Friday, September 30, 2022

The integrity in intimacy that cannot be ignored


Those who have most capacity to invest intimacy into their marriage and relationships love others truly through an integrity between what they promise and what they deliver.

By integrity, I mean alignment between the intimacy that’s promised and what’s delivered.

By integrity, I also mean alignment between a good heart and a resolute mind.

It’s as simple as that.

Yet there are those who feign publicly what they cannot and do not deliver privately — and some even completely betray their overtures of passion and invest their intimacy elsewhere, worst of all in the destructiveness of affairs, and many are there the variety of those.

These are the personification of dishonesty, scooping up for themselves praise from those in their sphere of influence all the while betraying those who truly know them — those who know what liars they really are.

Then there are those who promise little or nothing and deliver exactly that in terms of intimacy. Though there’s integrity here in terms of what’s promised and what’s delivered, there’s clearly no motive or desire to deliver an intimacy that a person in a relationship with them quite rightly would expect.

Think of the vision presented: a person who walks humbly on this earth serves the purpose of their being to the extent that they exist to be a blessing.  Their honesty is trustworthy.

Such a person cringes at the possibility that their intimacy might fail its potential, and yet even when they do fail, they’re contrite about it and their heart is exemplified in their repentance.

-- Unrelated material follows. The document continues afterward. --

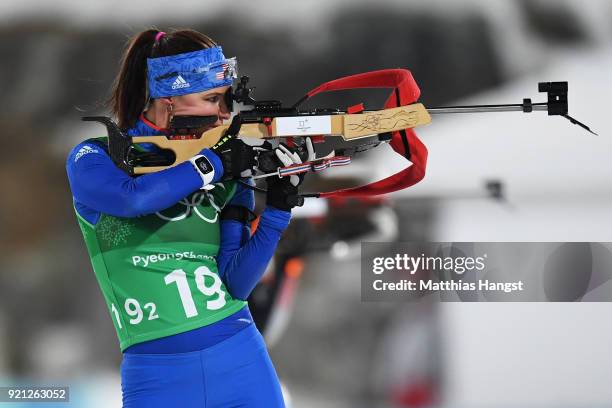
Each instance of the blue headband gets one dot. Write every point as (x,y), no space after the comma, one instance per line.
(189,72)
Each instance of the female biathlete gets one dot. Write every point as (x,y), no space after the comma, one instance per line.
(172,250)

Contrition or lack thereof is a test of a person’s heart.  The heart of a person is visible in their capacity of contrition.  Those who can be wrong, who can transact with their wrongness, have the most potential for intimacy, because they have most capacity to relate.

There is a paradox is this:
Only the person who CAN be wrong is able to be righted.

Think of a person’s ability to receive salvation — they can SEE their wrongness, and THAT sets them apart to receive God’s forgiving grace.

A person who CANNOT see their wrongness cannot receive what can only be theirs by virtue of their acknowledgement of their personal complicity.

If a person is unable to behave contritely — in other words, they can never be wrong, or they’re incapable of sufficiently sincere apology when they’re wrong — they don’t demonstrate the capacity of intimacy.  They cannot move back toward another’s heart when they have wronged them.  They cannot demonstrate that they’re trustworthy of further opportunities of intimacy.  They bear no desire of commitment to the intimacy they promised in the first place.  IF they cannot apologise in a sincere way.

Isn’t it interesting how we maintain our intimacy, and thereby exemplify the integrity of our heart for relationship, chiefly through how we reconcile our failures as much as we do when we achieve intimacy?

Integrity in intimacy cannot be ignored.  There’s a direct alignment that is easy to see and difficult to deny.  This is why a lack of intimacy in what was promised as an intimate relationship is so stark.  This is why a vacuum of intimacy proves impossible to ignore and simply becomes louder and more pronounced the longer the vacuity is experienced.

This is how intimate relationships become toxic — what is promised is not delivered and the one who suffers the lack of intimacy experiences gaslighting.

Intimacy is the greatest invitation of all to the depths available in a relationship.  The integrity sewn within it is definitively true.  There is a oneness in this intimacy that is best defined as symbiosis — a connectedness of intimacy of a mutually beneficial relationship.

A mutually beneficial relationship is shared 
between two who BOTH reach toward the other.

The feature is their collective capacity to sacrifice for the other.
One alone cannot achieve this on behalf of the whole.

Intimacy is the chief test of a person’s ability to relate with another in the enjoyment of a trust that is freely given and freely received.  If there is any pattern of indifference to the ideals of intimacy, the relationship will be stilted, and this will be most borne out, most felt, in a lack of trust.

Intimacy is a felt thing.  We feel it or we don’t.  Where we feel it, we feel the other person moving toward us, and where we don’t feel it, we feel the other person resisting or moving away.

It’s very hard to sustain the intimacy of trust in a relationship where such intimacy of trust isn’t returned.